“Hey Ant, how are you doing?” Rosie, our once-a-week nanny, said.
“Good. What’s up?” I asked, assuming it was something unpleasant. Rosie is very self-sufficient and almost never calls me during the day.
“Well, it’s kind of cold in here,” she said, reluctant to complain. “Can we turn the heat up?”
“I wish we could, Rosie,” I said. “It’s so cold out that the furnace doesn’t seem able to get the place warm. It’s set at 68 but the temperature in the house can’t get there.”
“Maybe I’ll take Parker to the bookstore or something,” she offered.
Now, if your family cannot stay in the house because it is no longer fit for human habitation, then you don’t have much of a house. And, as the man of the house, the responsibility for making sure we can dwell there falls on me (at least in my house). I was failing that test, as there were days during the winter when the temperature greeting us downstairs was in the mid 50s. Now that’s COLD.
Assuming that our 20+ year old furnace was dying a slow death, and not having the least interest in the financial or technical realities of replacing it, I applied a Band-Aid — I took our electric space heater out of storage and set it up in the living room. Having solved the problem, I sat back on the couch and turned on Nat Geo Wild.

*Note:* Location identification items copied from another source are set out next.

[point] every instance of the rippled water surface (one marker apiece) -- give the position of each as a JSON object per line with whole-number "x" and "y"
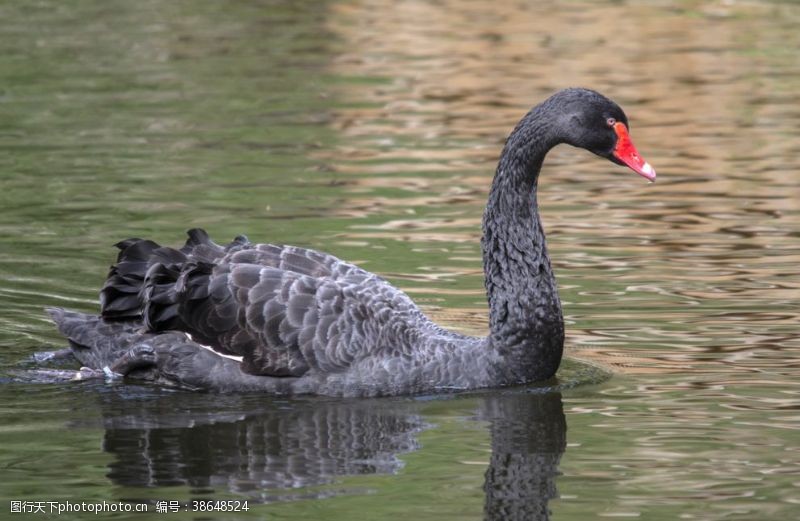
{"x": 371, "y": 130}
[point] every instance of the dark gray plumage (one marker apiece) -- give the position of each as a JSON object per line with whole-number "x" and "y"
{"x": 307, "y": 322}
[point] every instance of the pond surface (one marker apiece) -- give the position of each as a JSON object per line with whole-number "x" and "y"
{"x": 370, "y": 130}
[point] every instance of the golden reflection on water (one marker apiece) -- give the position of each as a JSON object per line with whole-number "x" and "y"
{"x": 696, "y": 273}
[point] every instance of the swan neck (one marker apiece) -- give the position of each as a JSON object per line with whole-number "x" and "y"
{"x": 525, "y": 318}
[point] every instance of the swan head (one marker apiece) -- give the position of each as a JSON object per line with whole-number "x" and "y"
{"x": 591, "y": 121}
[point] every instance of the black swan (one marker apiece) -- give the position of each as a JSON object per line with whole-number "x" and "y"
{"x": 288, "y": 320}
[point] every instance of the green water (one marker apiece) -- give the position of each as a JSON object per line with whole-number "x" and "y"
{"x": 370, "y": 130}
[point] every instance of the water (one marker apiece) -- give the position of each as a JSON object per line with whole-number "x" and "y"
{"x": 371, "y": 130}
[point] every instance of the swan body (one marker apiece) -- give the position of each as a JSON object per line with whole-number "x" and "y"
{"x": 288, "y": 320}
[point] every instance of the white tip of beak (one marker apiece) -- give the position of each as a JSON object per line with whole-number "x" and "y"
{"x": 648, "y": 172}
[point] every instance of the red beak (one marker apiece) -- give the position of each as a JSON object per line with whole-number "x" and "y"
{"x": 626, "y": 152}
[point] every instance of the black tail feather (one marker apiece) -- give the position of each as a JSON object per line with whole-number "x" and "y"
{"x": 148, "y": 279}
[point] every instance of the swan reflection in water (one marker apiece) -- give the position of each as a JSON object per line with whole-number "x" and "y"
{"x": 264, "y": 449}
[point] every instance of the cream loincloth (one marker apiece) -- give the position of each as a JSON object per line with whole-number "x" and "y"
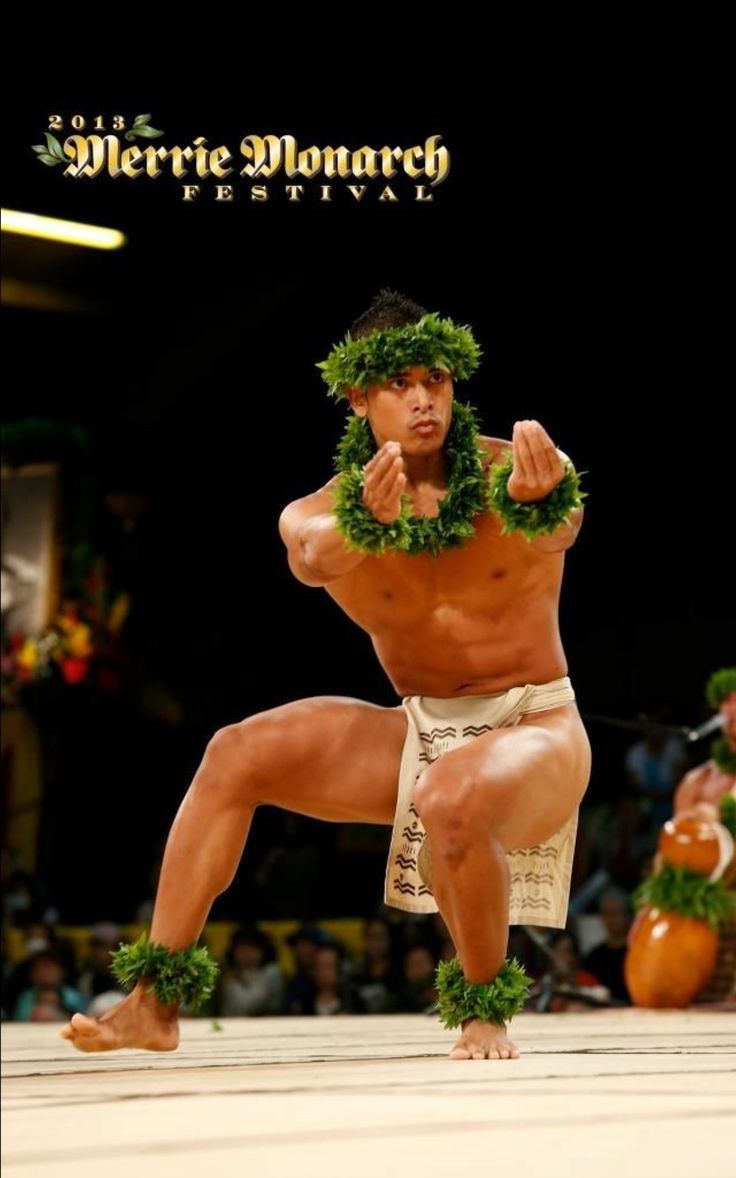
{"x": 539, "y": 877}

Of course, this was not much of a solution, even a temporary one, as Parker — speeding towards 3 years of age — would occasionally look at the heater with thoughts of what he could stick between its metal grids dancing in his head. I really could see them, I swear.
Fast forward a few weeks and I’m at Home Depot, picking up some windows to replace the horror movie look-a-likes that had come with the house. As I waited for the windows to be brought from the back, I chatted up the two older ladies working the counter, who I’m certain have fixed a thing or two in their day. I decided to run my furnace problem by them.

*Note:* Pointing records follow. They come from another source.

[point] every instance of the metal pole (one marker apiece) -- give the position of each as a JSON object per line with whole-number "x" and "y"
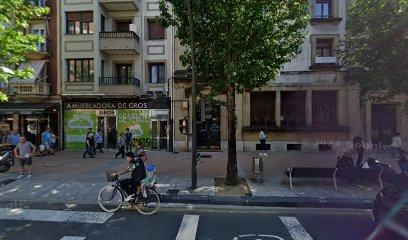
{"x": 193, "y": 95}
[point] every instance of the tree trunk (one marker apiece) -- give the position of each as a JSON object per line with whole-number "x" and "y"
{"x": 232, "y": 170}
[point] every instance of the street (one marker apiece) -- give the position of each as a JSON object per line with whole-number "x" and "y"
{"x": 205, "y": 222}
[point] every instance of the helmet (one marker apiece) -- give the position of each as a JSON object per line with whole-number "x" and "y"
{"x": 150, "y": 168}
{"x": 130, "y": 154}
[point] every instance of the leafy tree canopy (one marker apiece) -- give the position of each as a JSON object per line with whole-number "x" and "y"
{"x": 240, "y": 42}
{"x": 15, "y": 16}
{"x": 377, "y": 40}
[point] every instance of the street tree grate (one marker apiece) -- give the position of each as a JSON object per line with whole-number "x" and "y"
{"x": 173, "y": 191}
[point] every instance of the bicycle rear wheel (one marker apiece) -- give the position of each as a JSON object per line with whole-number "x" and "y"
{"x": 150, "y": 204}
{"x": 110, "y": 198}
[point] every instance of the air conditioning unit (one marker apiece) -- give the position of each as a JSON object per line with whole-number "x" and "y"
{"x": 326, "y": 60}
{"x": 133, "y": 28}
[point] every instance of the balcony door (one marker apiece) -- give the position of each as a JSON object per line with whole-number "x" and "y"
{"x": 125, "y": 73}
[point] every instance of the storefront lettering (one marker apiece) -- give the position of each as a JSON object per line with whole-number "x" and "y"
{"x": 107, "y": 105}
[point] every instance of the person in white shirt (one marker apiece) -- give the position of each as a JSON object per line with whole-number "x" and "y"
{"x": 396, "y": 145}
{"x": 262, "y": 139}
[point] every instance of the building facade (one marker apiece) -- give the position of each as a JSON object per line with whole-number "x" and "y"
{"x": 311, "y": 106}
{"x": 114, "y": 70}
{"x": 33, "y": 103}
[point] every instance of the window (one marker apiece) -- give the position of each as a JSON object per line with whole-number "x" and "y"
{"x": 324, "y": 48}
{"x": 293, "y": 108}
{"x": 157, "y": 73}
{"x": 80, "y": 70}
{"x": 155, "y": 30}
{"x": 323, "y": 9}
{"x": 324, "y": 108}
{"x": 263, "y": 109}
{"x": 80, "y": 23}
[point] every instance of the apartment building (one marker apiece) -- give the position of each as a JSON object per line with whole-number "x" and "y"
{"x": 33, "y": 103}
{"x": 309, "y": 107}
{"x": 114, "y": 70}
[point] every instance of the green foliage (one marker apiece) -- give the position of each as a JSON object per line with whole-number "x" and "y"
{"x": 377, "y": 40}
{"x": 238, "y": 42}
{"x": 15, "y": 16}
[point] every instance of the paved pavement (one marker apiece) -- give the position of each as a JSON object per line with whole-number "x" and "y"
{"x": 68, "y": 178}
{"x": 184, "y": 222}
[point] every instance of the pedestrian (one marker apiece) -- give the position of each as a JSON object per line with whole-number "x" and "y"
{"x": 23, "y": 151}
{"x": 358, "y": 146}
{"x": 13, "y": 138}
{"x": 90, "y": 143}
{"x": 121, "y": 145}
{"x": 139, "y": 150}
{"x": 396, "y": 145}
{"x": 262, "y": 139}
{"x": 46, "y": 140}
{"x": 99, "y": 140}
{"x": 128, "y": 140}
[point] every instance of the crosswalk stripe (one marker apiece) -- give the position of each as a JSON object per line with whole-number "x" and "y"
{"x": 295, "y": 229}
{"x": 53, "y": 215}
{"x": 72, "y": 238}
{"x": 188, "y": 227}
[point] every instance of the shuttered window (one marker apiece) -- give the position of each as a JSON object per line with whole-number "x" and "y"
{"x": 263, "y": 108}
{"x": 155, "y": 30}
{"x": 293, "y": 108}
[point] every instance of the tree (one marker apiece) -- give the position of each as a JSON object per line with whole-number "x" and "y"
{"x": 15, "y": 16}
{"x": 377, "y": 41}
{"x": 240, "y": 45}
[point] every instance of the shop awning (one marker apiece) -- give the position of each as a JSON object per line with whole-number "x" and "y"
{"x": 27, "y": 108}
{"x": 37, "y": 65}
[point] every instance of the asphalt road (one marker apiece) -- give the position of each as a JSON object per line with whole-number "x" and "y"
{"x": 183, "y": 222}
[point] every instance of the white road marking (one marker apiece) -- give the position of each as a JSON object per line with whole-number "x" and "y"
{"x": 72, "y": 238}
{"x": 53, "y": 215}
{"x": 295, "y": 229}
{"x": 188, "y": 227}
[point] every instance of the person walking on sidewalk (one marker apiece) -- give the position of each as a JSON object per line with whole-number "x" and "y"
{"x": 90, "y": 143}
{"x": 99, "y": 140}
{"x": 396, "y": 145}
{"x": 262, "y": 139}
{"x": 121, "y": 145}
{"x": 23, "y": 151}
{"x": 128, "y": 140}
{"x": 358, "y": 146}
{"x": 13, "y": 138}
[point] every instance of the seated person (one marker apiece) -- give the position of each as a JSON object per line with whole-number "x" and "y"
{"x": 137, "y": 168}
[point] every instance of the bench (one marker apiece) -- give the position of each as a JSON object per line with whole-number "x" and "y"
{"x": 333, "y": 173}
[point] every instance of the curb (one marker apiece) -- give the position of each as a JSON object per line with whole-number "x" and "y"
{"x": 303, "y": 202}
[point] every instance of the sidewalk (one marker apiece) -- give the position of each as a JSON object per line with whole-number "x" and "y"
{"x": 68, "y": 178}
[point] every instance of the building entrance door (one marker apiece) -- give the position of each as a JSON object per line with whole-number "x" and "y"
{"x": 108, "y": 127}
{"x": 382, "y": 124}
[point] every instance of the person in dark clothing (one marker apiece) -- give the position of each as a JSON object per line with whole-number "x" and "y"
{"x": 138, "y": 173}
{"x": 90, "y": 145}
{"x": 358, "y": 147}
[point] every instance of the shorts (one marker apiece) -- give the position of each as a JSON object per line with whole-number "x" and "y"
{"x": 26, "y": 161}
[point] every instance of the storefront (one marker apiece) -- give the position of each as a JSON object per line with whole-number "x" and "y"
{"x": 147, "y": 120}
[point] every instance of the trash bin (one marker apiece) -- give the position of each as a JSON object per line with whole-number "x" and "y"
{"x": 257, "y": 169}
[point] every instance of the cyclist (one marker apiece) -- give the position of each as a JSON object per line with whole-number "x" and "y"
{"x": 137, "y": 167}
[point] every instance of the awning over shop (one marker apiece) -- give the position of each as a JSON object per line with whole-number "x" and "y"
{"x": 27, "y": 108}
{"x": 37, "y": 65}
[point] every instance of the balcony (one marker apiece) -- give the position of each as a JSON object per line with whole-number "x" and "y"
{"x": 120, "y": 5}
{"x": 119, "y": 86}
{"x": 30, "y": 89}
{"x": 124, "y": 43}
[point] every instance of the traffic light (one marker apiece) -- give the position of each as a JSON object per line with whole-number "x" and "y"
{"x": 183, "y": 126}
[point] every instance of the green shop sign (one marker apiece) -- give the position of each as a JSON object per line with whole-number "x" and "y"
{"x": 138, "y": 123}
{"x": 76, "y": 127}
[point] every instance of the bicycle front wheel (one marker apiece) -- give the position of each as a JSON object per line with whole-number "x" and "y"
{"x": 150, "y": 204}
{"x": 110, "y": 198}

“Have you ever heard of something like that?” I asked.
“Not really,” said one of the ladies.
“Have you checked the air filter?” asked the other lady.
“Huh?” I asked.
“The air filter,” she repeated, as if Forest Gump himself were at her counter.
“The air filter,” I both said and asked, as my brain lurched forward like a locomotive getting up steam.
“Yeah, you gotta change that thing,” she said.
“Where is it?” I asked.
“I dunno,” said. “Probably different on all of them. Poke around.”
“Yes. I think I’ll do that,” I said, beaming. “I think I’ll poke around.”
As soon as I got home, I battled my way through the children and ducked into the furnace room. As instructed, I began to poke around, and it wasn’t long before I found it.
Yes folks, I had no heat for months because the equivalent of a thickly woven carpet was almost completely blocking the air flow. I slid in a new filter and turned the furnace back on. What had before sounded like a hair dryer now roared like a hurricane. I went to vents on the far end of the house and felt a rush of air I had not felt since we moved in three years ago. Since I changed the filter, the temperature in the house has not fallen one degree below the desired setting for one minute.
I started to think about why I had not made this simple fix sooner. Why had I frozen the family and grappled with space heaters when all could have been made right in an instant? Then I realized that this was typical Anthony. I had heard long ago that furnaces made use of air filters, and I even vaguely remember that when we bought the house our inspector told me to be sure to change it. But for some reason, I found the idea of both finding the filter and figuring out the replacement size very annoying, and so I pushed it into the dark recesses of my mind. I assumed this could not be the problem and buried the issue, (almost) never to resurrect it again.
Sounds crazy, right? Well, I’m sure I’m not the only one.
Today, right now, you are grappling with problems — things that don’t work, things you are responsible for making work — and you are trying to fix these problems by doing certain things, but those things rest on top of assumptions.
“We know that X and Y are true, and so we are moving in this direction,” you say.
But my point, my advice, is that if the next step you are contemplating is significant and/or if you’ve been grappling with the problem for a long while, it is worth your while to go back and verify or retest all the assumptions on which your current planning is based.
And as Dave Miller, vice chancellor for IT & CIO, University of Arkansas for Medical Sciences, writes, today’s CIOs had better be doing a lot of revisiting, questioning and reassessing if they are to respond to the changing environment.
“In order to move to a leaner, more strategically focused IT organization, it may be time to revisit the services that we provide and the way that we provide them.”
He continues, “I think we would have to take a new look at outsourcing supporting infrastructure capabilities that may be better performed by external service providers. This concept and practice, which has been somewhat cyclical in healthcare, is once again in play, and we can no longer afford to assume our unsuccessful experience in the past with outsourcing will be the same in today’s marketplace.”
Do you want to survive in a dynamically changing environment? Question everything, assume nothing, and revisit the foundations upon which your major challenges are being addressed. Shake the cobwebs from your mind and look at everything afresh, or there’s a good chance you’ll be left in the cold.